Input is taken from the Left channel only (Right channel is ignored). Output is equal on both channels.
*/
bool IRAM_ATTR BasicDelayEvents::exec(BasicDelayEvents * ptr, float data[SAMPLING_CHANNELS][SAMPLING_FRAME]){
/* Sample-by-sample unoptimized processing */
/* Vectorization can significantly improve processing speed. */
for(int i = 0; i < SAMPLING_FRAME; i++){
/* Determine the readIndex for retrieving samples from the delay line. */
int delayLineReadIndex = ptr->delayLineWritePointer - ptr->delaySamplesDsp;
if(delayLineReadIndex < 0) delayLineReadIndex += DELAY_LINE_SIZE; //circular buffer
/* Add a new sample to the delay line. */
/* The new sample is formed by adding the current input to a scaled version of a past output (feedback). */
ptr->delayLine[ptr->delayLineWritePointer] = data[0][i] + ptr->feedbackDsp * ptr->delayLine[delayLineReadIndex];
ptr->delayLineWritePointer++;
if(ptr->delayLineWritePointer >= DELAY_LINE_SIZE) ptr->delayLineWritePointer = 0; //circular buffer
/* Mix dry and wet signals, ensuring equal left and right outputs. */
data[0][i] = data[0][i] + ptr->mixDsp * ptr->delayLine[delayLineReadIndex];
data[1][i] = data[0][i];
}
//return value
//if there is more than one block, returning true will stop the dsp chain execution to this point
return false;
}
/*
This method is called to handle incoming events
in this example EVENT_ENC_UP will increase the mix parameter
in this example EVENT_ENC_DOWN will decrease the mix parameter
in this example EVENT_ENC_RELEASED will open the parameter list starting from the application node
*/
bool BasicDelayEvents::onEvent(int event){
switch(event){
case EVENT_ENC_UP:
this->mix->edit(true);
break;
case EVENT_ENC_DOWN:
this->mix->edit(false);
break;
case EVENT_ENC_RELEASED:
new DrawerNode(this->parent);
break;
}
return true;
}
/*
This method is called when the LCD need to be drawn
in this example we draw a label and the value of the parameter mix
*/
bool BasicDelayEvents::draw(){
glcd_drawStringFont(10, 10, (char *)"Mix", Arial14, 1);
glcd_drawStringFont(10, 30, (char *)this->mix->toString().c_str(), Arial_bold_14, 1);
return true;
}
The changes made are minimal, as is the code for event handling. Indeed, the separation of source and action has the advantage of making the application more readable. In this case, the BasicDelayEvents class has no idea how the hardware is made; it only responds to the press/rotation of an encoder. The same applies to the EVENT_DRAW event handling. The class doesn’t know when and how its content will be drawn on the screen, but leaves this task to the EventDispatcher.

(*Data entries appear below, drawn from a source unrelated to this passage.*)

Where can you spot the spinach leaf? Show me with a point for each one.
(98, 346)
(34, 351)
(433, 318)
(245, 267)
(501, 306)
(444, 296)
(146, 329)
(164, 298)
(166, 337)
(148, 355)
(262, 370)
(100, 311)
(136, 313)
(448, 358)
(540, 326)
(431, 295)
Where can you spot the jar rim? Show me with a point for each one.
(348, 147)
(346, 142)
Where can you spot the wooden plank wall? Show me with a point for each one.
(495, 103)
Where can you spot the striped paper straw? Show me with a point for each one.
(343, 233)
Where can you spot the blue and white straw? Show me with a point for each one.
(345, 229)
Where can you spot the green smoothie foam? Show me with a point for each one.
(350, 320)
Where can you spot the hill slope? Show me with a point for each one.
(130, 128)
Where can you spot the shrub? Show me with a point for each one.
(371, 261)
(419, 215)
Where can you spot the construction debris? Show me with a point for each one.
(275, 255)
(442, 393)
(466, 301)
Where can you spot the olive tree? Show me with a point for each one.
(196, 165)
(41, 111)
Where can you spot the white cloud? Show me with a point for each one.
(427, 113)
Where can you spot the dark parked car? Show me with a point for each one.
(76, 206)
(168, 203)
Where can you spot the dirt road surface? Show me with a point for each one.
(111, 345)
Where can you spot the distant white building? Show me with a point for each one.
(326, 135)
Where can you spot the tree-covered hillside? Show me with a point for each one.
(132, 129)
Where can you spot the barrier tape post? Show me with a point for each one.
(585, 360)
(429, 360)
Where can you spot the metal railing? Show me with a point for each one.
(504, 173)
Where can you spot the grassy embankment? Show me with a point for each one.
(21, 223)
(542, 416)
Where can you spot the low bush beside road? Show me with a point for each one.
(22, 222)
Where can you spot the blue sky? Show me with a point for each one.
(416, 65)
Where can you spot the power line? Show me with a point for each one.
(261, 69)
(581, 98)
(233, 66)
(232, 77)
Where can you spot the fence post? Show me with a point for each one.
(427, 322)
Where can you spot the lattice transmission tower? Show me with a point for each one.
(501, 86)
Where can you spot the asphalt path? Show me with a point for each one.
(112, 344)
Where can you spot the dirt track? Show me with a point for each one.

In this example, the DrawerNode class was also used. This is a system Listener that, given a node, prints all its child nodes. It’s a particularly useful class for displaying all parameters without having to write code. In this example, this feature was added to show the stack structure of the EventDispatcher. Once the new DrawerNode Listener is created, it’s placed at the top of the stack and takes control of the system. Only after closing the screen will events be routed to BasicDelayEvents.
Customize your app!
The BasicDelayEvents application is now fully functional. You can run it on your Mini Stomp-X platform and tweak the parameters with VoidX-Control! We’ve created a fully-functional modern system (and now personalized) in record time.